Zillow Group announced that its board authorized an additional $1.25 billion share‑repurchase program on March 4, 2026, adding to the company’s existing buy‑back capacity. The new authorization brings the total available for future repurchases to roughly $1.3 billion, underscoring the firm’s strong cash position and confidence in its long‑term strategy.
During the first quarter of 2026, Zillow repurchased 3.8 million shares of Class A common stock at a weighted‑average price of $47.84 per share and 9.7 million shares of Class C capital stock at a weighted‑average price of $45.92 per share, spending a total of $626 million. These purchases are part of a broader buy‑back program that has seen Zillow repurchase approximately $3.3 billion of stock since 2021, following a prior $750 million authorization announced in December 2021.
The company’s balance sheet reflects a very low debt‑to‑equity ratio of 0.09, indicating a highly leveraged‑free position that supports large capital returns.

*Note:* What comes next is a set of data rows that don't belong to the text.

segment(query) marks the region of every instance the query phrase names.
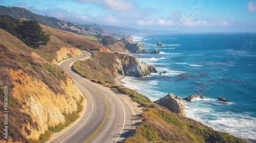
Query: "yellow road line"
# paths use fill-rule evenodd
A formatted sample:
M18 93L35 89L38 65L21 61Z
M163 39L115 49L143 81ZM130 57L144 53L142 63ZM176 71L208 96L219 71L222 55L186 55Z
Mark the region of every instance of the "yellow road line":
M66 64L67 64L67 63L65 63L65 64L63 65L65 68L65 65ZM71 75L73 74L73 73L70 73L70 74L71 74ZM85 82L82 81L81 80L80 80L79 79L77 79L77 80L80 81L82 83L86 84L87 86L89 86L92 89L93 89L95 91L96 91L102 97L102 98L104 100L104 102L105 102L105 104L106 105L106 114L105 115L105 117L104 117L104 119L103 119L102 122L101 122L101 123L100 124L99 126L98 127L98 128L97 128L97 129L94 131L94 132L93 132L86 140L84 140L83 142L83 143L85 143L85 142L87 142L87 141L88 141L91 138L92 138L97 133L97 132L100 129L101 127L103 126L103 125L104 124L104 123L106 121L106 118L108 118L108 116L109 115L109 105L108 104L108 102L106 102L106 100L105 99L105 98L97 90L96 90L95 88L93 88L91 86L89 85L88 84L86 83Z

CFO Jeremy Hofmann highlighted the firm’s financial strength, stating, "Our recent share repurchases and today's authorization reflect our continued confidence in our strategy, financial strength and long‑term opportunity to drive sustainable profitable growth over time."
Hofmann also noted that the timing of the buy‑back is advantageous, adding, "We believe this is an opportune time to leverage our strong cash position to return capital to shareholders while continuing to invest in growing our housing super app." The statement signals that Zillow intends to balance shareholder returns with ongoing investment in its core real‑estate platform, reinforcing its commitment to the "housing super app" strategy.
The additional share‑repurchase program signals to investors that Zillow’s leadership believes the stock is undervalued and that the company’s cash generation and low leverage provide a solid foundation for future growth initiatives. The move also demonstrates a disciplined approach to capital allocation, aiming to enhance shareholder value while maintaining the resources needed to expand the company’s real‑estate ecosystem.